Story Settings and Reader Experiences

Even stories set in very local, very specific places like those by William Faulkner and John Steinbeck will find a new setting when I read them. And the landscape I create for them is always specific to me, retracing, or retracting to, places I have lived in, or ones I am familiar with.

So right now I am reading Sweet Lavender by Terry O'Neal, and I give it a setting somewhere in Elk Grove, California, either because I know that's where the author lives, but, remember, that's where I work too. The story is set in Cecilia, Louisiana, I place I don't know. I am picturing a house outside of the place described by O'Neal, but it has all the features suitable for the story.

It's now my setting, something pulled out of my experience living in specific places. It's a reader-created setting in agreement to the writer's specific or imagined setting. By reading this story, I am bringing a certain experience into it, refusing to only receive what it contains, but agreeing to recognize the familiarity of its setting, a familiarity enabled by being human.

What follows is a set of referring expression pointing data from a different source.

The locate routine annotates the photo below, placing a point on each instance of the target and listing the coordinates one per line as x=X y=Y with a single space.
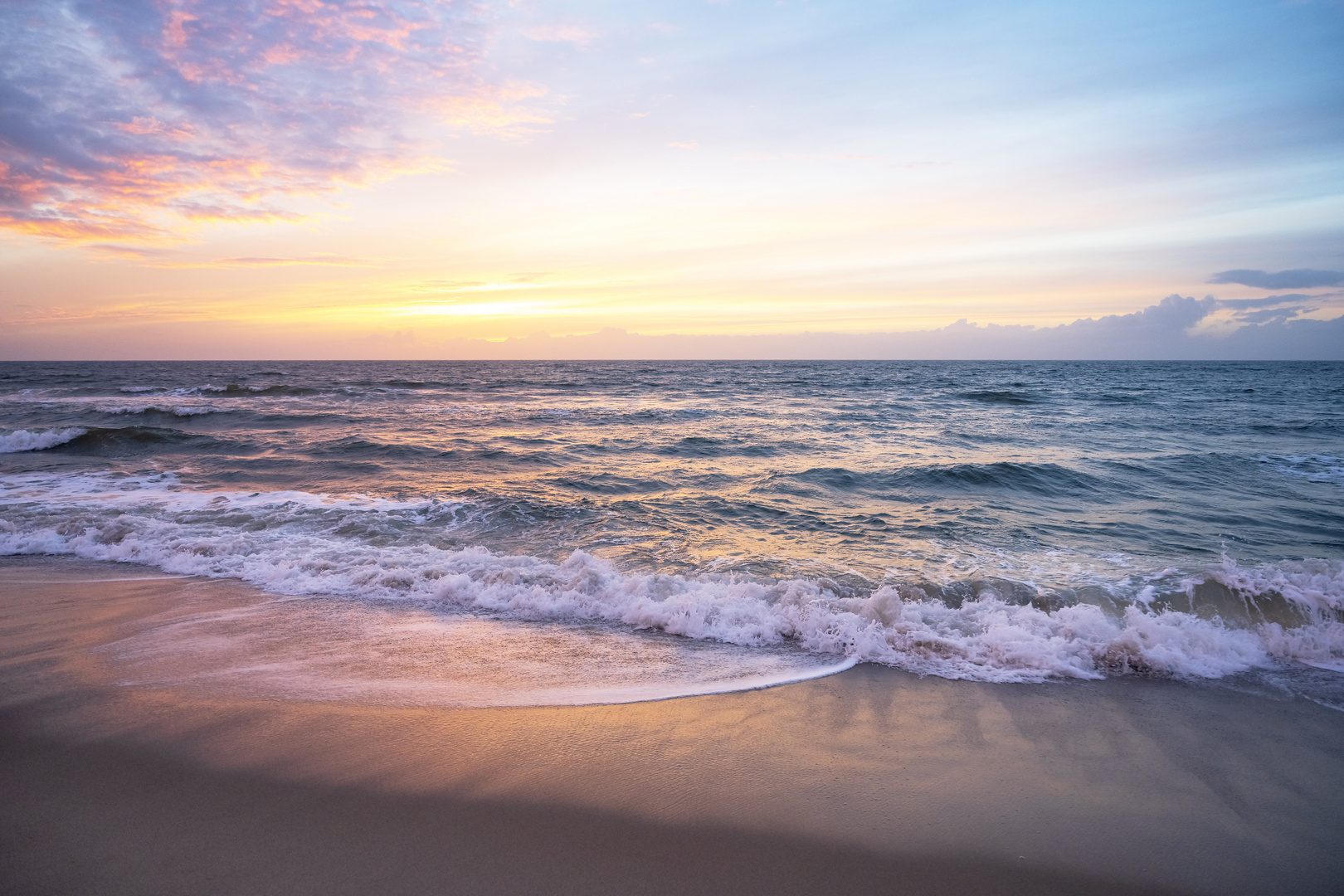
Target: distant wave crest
x=26 y=441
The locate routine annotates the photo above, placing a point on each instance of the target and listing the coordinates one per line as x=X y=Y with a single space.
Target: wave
x=26 y=441
x=173 y=410
x=1315 y=468
x=1001 y=397
x=1036 y=479
x=236 y=390
x=1209 y=622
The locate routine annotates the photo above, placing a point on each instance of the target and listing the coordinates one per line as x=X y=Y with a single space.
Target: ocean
x=470 y=533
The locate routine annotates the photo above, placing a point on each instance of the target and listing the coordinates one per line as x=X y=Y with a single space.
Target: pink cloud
x=121 y=121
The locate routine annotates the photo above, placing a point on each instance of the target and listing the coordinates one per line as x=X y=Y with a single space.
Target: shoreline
x=869 y=781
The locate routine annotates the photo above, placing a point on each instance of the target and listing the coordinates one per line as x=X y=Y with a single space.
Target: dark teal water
x=992 y=520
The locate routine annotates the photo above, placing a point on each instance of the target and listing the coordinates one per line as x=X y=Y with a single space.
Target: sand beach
x=867 y=781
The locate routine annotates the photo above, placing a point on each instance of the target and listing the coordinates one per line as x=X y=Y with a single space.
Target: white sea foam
x=178 y=410
x=290 y=543
x=26 y=441
x=1315 y=468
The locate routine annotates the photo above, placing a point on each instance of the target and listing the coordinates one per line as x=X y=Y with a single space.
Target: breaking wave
x=26 y=441
x=1205 y=624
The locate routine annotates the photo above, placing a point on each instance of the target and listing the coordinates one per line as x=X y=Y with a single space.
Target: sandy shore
x=869 y=781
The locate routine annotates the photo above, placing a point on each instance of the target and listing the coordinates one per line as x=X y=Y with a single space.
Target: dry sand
x=869 y=781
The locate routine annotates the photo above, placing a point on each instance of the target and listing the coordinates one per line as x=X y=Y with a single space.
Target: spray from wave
x=26 y=441
x=1207 y=624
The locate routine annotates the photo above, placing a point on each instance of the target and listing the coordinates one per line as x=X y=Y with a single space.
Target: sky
x=323 y=179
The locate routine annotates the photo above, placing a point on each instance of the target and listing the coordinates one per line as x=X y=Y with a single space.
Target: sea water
x=483 y=533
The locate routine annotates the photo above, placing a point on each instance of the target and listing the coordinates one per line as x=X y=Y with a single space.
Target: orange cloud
x=128 y=121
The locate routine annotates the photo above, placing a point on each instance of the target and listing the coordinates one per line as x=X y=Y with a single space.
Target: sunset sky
x=405 y=178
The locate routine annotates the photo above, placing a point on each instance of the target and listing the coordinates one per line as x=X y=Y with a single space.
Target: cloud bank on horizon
x=230 y=179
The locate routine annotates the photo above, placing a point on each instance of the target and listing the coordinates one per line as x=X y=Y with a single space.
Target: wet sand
x=869 y=781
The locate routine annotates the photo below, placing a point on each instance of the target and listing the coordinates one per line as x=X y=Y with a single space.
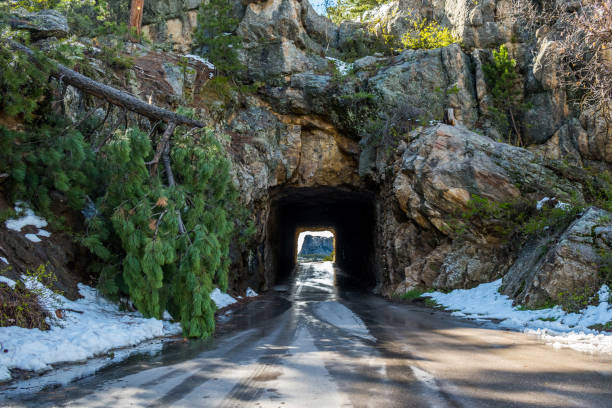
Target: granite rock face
x=307 y=128
x=556 y=268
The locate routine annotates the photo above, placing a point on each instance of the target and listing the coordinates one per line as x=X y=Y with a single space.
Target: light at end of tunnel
x=314 y=233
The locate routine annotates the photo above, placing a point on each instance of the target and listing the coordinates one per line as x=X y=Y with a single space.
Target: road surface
x=319 y=343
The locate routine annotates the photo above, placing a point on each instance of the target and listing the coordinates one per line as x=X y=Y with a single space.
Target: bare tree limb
x=161 y=147
x=112 y=95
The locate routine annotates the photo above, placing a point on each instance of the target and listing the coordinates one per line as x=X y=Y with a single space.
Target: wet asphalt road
x=318 y=342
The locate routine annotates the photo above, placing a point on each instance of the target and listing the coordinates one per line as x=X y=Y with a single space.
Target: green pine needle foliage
x=351 y=9
x=428 y=35
x=22 y=84
x=137 y=232
x=505 y=86
x=37 y=162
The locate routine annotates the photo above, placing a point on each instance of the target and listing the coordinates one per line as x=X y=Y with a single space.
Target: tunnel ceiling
x=350 y=213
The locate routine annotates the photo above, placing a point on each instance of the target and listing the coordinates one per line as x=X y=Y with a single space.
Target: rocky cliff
x=451 y=203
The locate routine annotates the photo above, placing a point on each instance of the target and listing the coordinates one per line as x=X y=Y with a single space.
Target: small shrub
x=22 y=307
x=503 y=80
x=412 y=294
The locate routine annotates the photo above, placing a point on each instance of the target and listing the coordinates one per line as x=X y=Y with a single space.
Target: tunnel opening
x=326 y=252
x=348 y=214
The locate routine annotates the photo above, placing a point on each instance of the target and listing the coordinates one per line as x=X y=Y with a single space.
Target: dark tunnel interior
x=351 y=214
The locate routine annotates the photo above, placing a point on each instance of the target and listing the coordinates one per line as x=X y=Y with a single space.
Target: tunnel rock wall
x=300 y=136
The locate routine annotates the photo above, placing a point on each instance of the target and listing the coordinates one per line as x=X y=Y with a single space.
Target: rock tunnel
x=348 y=213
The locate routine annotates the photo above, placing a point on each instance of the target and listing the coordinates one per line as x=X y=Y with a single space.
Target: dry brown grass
x=20 y=307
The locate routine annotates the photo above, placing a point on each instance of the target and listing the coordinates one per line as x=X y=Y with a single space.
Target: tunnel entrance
x=349 y=214
x=322 y=249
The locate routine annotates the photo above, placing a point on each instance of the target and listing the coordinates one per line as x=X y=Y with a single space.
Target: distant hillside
x=314 y=245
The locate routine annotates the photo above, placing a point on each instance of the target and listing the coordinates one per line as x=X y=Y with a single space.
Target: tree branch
x=112 y=95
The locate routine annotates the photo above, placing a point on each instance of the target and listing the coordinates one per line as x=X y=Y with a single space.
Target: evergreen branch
x=103 y=91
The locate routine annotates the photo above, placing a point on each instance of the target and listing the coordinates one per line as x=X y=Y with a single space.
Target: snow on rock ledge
x=555 y=326
x=99 y=327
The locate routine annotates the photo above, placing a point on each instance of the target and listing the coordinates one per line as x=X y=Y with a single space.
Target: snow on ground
x=92 y=326
x=560 y=204
x=9 y=282
x=221 y=299
x=554 y=326
x=343 y=67
x=338 y=315
x=27 y=217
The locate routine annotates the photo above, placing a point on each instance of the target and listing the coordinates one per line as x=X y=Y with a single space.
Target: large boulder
x=431 y=244
x=445 y=166
x=429 y=81
x=277 y=38
x=565 y=268
x=41 y=24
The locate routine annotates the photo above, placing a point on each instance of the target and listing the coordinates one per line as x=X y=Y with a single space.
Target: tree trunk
x=136 y=9
x=112 y=95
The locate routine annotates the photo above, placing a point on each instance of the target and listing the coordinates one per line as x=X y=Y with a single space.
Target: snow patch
x=9 y=282
x=92 y=326
x=560 y=204
x=338 y=315
x=343 y=67
x=28 y=218
x=204 y=61
x=221 y=299
x=32 y=237
x=554 y=326
x=5 y=375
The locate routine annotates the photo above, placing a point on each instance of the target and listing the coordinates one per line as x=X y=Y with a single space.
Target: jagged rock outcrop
x=314 y=245
x=436 y=176
x=429 y=81
x=307 y=127
x=41 y=24
x=566 y=265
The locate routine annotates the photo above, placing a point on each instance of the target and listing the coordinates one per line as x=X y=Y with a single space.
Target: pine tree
x=504 y=84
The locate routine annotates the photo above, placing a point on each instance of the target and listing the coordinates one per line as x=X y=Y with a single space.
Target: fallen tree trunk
x=112 y=95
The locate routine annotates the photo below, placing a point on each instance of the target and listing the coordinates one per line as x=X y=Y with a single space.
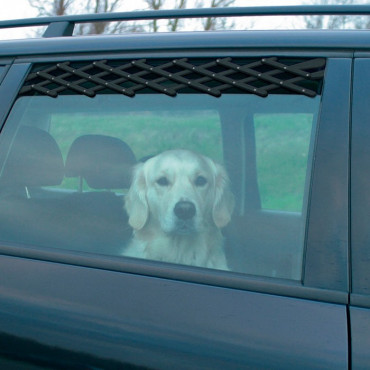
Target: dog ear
x=223 y=205
x=135 y=200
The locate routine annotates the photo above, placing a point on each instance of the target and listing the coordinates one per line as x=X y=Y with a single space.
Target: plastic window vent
x=214 y=77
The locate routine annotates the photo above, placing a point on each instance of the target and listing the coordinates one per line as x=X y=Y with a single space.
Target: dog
x=177 y=204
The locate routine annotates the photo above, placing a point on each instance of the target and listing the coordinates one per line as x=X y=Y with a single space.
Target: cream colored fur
x=158 y=186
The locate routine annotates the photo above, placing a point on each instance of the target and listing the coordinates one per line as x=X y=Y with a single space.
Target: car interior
x=38 y=209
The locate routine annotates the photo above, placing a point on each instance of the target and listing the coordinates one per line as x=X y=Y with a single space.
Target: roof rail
x=64 y=25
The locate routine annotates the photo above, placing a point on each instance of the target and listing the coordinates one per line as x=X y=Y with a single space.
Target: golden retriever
x=177 y=203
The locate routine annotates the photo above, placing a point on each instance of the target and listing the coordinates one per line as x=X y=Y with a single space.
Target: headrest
x=34 y=160
x=105 y=162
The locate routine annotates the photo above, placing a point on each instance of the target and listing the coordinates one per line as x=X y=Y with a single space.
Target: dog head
x=180 y=192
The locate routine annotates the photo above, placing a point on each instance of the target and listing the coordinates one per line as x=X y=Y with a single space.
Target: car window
x=219 y=182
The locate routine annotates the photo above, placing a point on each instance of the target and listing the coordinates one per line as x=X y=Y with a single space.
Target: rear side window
x=203 y=163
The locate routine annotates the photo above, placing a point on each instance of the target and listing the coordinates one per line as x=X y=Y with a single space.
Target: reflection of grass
x=281 y=140
x=282 y=152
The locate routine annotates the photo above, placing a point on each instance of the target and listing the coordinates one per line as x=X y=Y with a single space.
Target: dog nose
x=184 y=210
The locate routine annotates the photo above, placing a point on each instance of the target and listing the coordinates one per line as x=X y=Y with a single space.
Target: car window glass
x=211 y=182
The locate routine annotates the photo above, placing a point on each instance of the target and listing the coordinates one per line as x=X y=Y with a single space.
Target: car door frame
x=237 y=320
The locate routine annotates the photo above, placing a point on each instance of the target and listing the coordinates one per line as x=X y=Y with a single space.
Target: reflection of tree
x=336 y=21
x=64 y=7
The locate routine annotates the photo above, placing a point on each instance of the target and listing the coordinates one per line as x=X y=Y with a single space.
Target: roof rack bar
x=193 y=13
x=57 y=29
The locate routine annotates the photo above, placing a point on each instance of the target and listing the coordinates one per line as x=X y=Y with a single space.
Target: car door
x=64 y=306
x=359 y=309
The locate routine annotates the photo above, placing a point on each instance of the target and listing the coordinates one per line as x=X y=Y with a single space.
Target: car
x=282 y=116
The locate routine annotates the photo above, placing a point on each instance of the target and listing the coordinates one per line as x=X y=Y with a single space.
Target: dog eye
x=200 y=181
x=163 y=181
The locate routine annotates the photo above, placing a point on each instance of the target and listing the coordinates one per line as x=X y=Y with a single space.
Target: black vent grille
x=213 y=76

If you read my story set in Mazvihwa, with river names like Runde,Gwen'mbe, hills like Chisiya, Chigorira, neighboring villages like Chishamba, Murowa, Magetsi, you will accept by recognition what I present as a setting, and if I have captured the specifics of this setting, readers will see the familiar in it; they will then substitute my setting with one in their experiences.

Comments

NAVAL LANGA said…
For setting a novel, there is hardly a match for Charles Dickens. A Tale of Two Cities is one of the finest examples of the same.